Some sophisticated family offices are also staffing up, hiring their own investment professionals to source and execute deals directly, rather than investing in larger “blind-pool” funds. This allows them to reduce the amount of fees they pay for deploying capital. Multigenerational family offices also tend to have a longer investment horizon than the typical 3-to-5-year hold of a private-equity fund. This longer horizon is often an attractive feature to sellers as well.
“PE firms are analyzing year-over-2019, because 2020 was so different. The metric that they’re looking at is, how do we compare to the last year of pre-pandemic, and will that be accurate?”
— Alex Schneider
SPACS, which the SEC calls “blank check companies,” go public as shell companies without commercial operations. Their only assets are investments and IPO proceeds, which they later leverage to purchase a company. The Wall Street Journal likens them to “big pools of cash listed on an exchange.”
“SPACS go public and then they look for a company to acquire,” Schneider says. “This is puts them into competition with a lot of larger private-equity firms. There’s a ton of interest from institutional investors in this strategy right now, even if the market may be overheated at the moment.”
While all of these have existed for decades, they have returned to vogue as companies seek financing options that have a greater deal of liquidity than typical private-equity investments can offer.
Atypical Metrics, Uncertain Recoveries
In addition to fierce competition for deals, PE firms will also face significant challenges gauging the quality of these deals.
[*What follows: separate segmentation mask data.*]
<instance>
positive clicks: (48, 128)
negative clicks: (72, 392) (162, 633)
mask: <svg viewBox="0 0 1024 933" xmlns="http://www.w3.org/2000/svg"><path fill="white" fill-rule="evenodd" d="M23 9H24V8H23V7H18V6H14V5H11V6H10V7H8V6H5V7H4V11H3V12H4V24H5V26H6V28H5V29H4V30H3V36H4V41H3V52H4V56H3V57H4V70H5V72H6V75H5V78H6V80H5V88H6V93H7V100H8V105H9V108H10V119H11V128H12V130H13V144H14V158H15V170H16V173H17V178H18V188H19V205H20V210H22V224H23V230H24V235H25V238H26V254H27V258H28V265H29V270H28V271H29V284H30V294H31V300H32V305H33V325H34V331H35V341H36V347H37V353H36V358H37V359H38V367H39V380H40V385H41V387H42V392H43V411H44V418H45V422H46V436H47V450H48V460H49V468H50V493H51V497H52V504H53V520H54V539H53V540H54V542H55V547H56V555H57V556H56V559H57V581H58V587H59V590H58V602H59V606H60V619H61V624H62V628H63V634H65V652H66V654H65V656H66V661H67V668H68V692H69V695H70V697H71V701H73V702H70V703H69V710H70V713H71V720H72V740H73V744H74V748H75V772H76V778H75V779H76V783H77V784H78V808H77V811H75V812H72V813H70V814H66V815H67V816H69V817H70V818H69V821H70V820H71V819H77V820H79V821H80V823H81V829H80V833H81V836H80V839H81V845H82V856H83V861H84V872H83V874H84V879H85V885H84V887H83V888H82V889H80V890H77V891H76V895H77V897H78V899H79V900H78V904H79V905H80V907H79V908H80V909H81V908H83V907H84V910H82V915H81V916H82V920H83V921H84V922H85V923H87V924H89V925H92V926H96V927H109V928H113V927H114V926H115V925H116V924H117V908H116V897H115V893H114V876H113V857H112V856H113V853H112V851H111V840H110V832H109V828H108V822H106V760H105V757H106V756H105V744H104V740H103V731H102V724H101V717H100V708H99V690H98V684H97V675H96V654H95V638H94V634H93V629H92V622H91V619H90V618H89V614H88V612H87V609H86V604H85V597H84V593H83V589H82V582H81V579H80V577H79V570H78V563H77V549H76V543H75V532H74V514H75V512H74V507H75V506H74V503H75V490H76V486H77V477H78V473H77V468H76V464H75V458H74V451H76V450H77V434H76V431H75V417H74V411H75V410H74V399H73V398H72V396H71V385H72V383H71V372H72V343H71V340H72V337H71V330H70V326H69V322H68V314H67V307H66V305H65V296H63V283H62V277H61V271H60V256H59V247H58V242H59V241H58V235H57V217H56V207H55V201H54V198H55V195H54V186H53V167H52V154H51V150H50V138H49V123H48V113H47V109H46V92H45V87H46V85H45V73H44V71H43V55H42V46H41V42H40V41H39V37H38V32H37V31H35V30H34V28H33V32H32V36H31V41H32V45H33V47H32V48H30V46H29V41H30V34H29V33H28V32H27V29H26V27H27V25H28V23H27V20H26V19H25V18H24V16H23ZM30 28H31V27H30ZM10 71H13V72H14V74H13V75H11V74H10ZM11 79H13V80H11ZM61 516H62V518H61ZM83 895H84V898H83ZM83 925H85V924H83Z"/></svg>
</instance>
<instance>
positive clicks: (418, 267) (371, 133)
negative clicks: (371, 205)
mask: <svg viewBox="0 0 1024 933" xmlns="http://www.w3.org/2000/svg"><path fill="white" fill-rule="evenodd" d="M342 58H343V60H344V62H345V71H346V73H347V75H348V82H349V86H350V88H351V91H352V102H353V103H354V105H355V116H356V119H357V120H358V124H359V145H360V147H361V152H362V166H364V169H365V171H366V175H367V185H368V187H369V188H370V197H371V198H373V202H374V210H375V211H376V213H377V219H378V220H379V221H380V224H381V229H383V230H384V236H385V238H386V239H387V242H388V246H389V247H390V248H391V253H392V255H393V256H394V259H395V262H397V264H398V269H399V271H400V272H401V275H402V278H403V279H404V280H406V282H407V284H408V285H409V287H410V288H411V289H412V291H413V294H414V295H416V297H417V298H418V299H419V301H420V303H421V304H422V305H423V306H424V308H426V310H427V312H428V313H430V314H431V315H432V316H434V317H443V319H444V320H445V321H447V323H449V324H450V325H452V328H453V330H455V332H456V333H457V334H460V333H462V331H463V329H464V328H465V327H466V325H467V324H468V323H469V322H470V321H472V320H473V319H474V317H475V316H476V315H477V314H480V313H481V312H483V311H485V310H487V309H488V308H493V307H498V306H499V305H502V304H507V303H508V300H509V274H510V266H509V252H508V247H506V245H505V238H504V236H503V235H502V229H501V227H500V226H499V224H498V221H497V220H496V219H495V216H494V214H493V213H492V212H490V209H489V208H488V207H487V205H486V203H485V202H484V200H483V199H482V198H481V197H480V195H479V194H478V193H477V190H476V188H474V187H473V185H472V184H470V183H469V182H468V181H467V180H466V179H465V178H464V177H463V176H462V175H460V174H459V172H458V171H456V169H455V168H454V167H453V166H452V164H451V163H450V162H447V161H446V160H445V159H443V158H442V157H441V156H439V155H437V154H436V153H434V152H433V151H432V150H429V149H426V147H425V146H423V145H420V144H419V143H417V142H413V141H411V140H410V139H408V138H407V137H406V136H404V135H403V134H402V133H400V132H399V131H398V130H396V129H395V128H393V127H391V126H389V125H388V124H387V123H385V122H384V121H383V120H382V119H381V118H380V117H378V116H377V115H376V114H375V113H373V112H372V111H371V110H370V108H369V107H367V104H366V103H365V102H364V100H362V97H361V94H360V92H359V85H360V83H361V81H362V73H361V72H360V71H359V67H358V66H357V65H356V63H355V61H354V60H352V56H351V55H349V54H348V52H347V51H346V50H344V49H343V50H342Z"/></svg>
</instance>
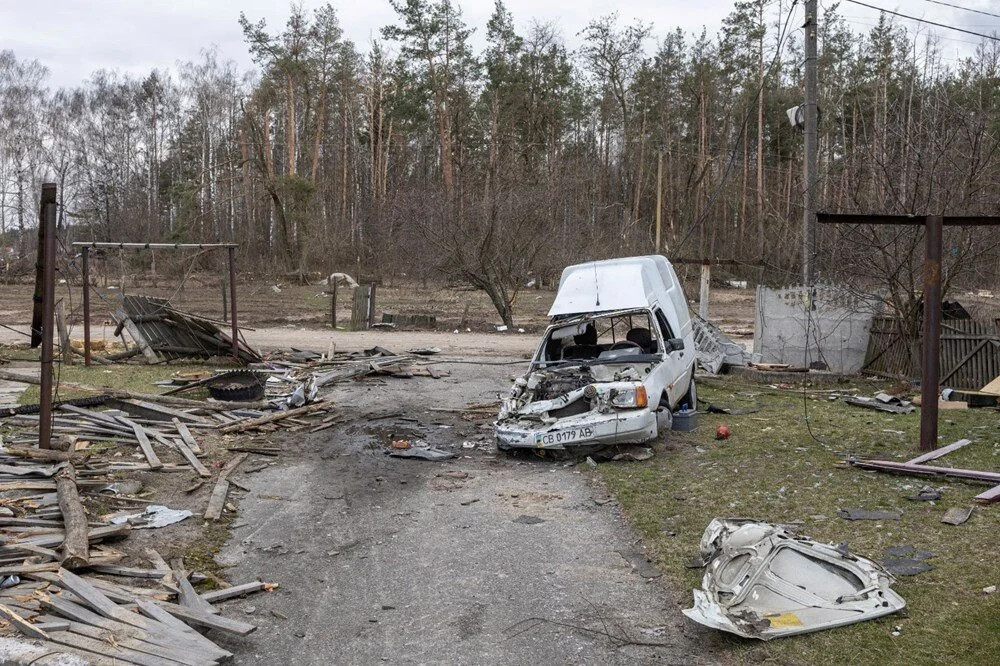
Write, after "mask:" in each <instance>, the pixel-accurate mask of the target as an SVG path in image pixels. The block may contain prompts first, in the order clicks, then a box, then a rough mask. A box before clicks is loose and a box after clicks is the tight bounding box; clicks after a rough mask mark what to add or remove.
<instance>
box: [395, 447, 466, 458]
mask: <svg viewBox="0 0 1000 666" xmlns="http://www.w3.org/2000/svg"><path fill="white" fill-rule="evenodd" d="M388 453H389V455H390V456H393V457H395V458H422V459H423V460H434V461H437V460H448V459H450V458H455V457H456V454H454V453H452V452H451V451H444V450H443V449H439V448H437V447H434V446H411V447H410V448H408V449H398V448H395V447H393V448H391V449H390V450H389V452H388Z"/></svg>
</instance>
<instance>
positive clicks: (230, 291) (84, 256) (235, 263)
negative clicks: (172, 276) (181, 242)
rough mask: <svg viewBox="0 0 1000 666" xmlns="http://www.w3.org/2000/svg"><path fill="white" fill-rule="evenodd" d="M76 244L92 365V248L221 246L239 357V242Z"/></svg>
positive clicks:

With many businesses having endured a highly atypical year, firms are having to find new ways to accurately scrutinize companies’ health. Add to that the difficulty in gauging when certain sectors will fully rebound, and some deals may not be as easy to close as they were in the past.
“PE firms are analyzing year-over-2019, because 2020 was so different,” Schneider says. “The metric that they’re looking at is, how do we compare to the last year of pre-pandemic, and will that be accurate?”
One challenge for firms looking to invest: ongoing global supply-chain challenges, both in terms of materials and labor.
The pandemic has of course wreaked havoc on international supply chains for materials. Lead times have grown substantially, in particular with the global microchip shortage upending the production of machines for factory automation and automobile production. This has left plenty of otherwise promising companies with a lot of demand they cannot execute on.
Ditto for labor. “There’s a need for labor in the market right now, particularly in manufacturing, retail, and the service industry,” Schneider says. “The demand is there for workers, but companies are struggling to hire.”
There is some optimism from business owners that as legacy COVID unemployment programs trail off, the available supply of labor will bounce back, but it will take some time before labor supply and demand reaches equilibrium.
The biggest question for buyers and lenders is how well a company managed risk at a time when the priority went from value creation to value preservation. Those that got through the last year unscathed are going to make attractive targets.
“For a lot of business owners, the past 12–18 months have been the most challenging of their career,” Schneider says. “They’ve experienced how events outside of their control could have a very meaningful impact on their business. As a result, many are more open to a sale or financial partner as a way to diversify their own risk. The second half of this year should see a wave of private-equity deals.”
Susan Margolin is a freelance writer based in Boston.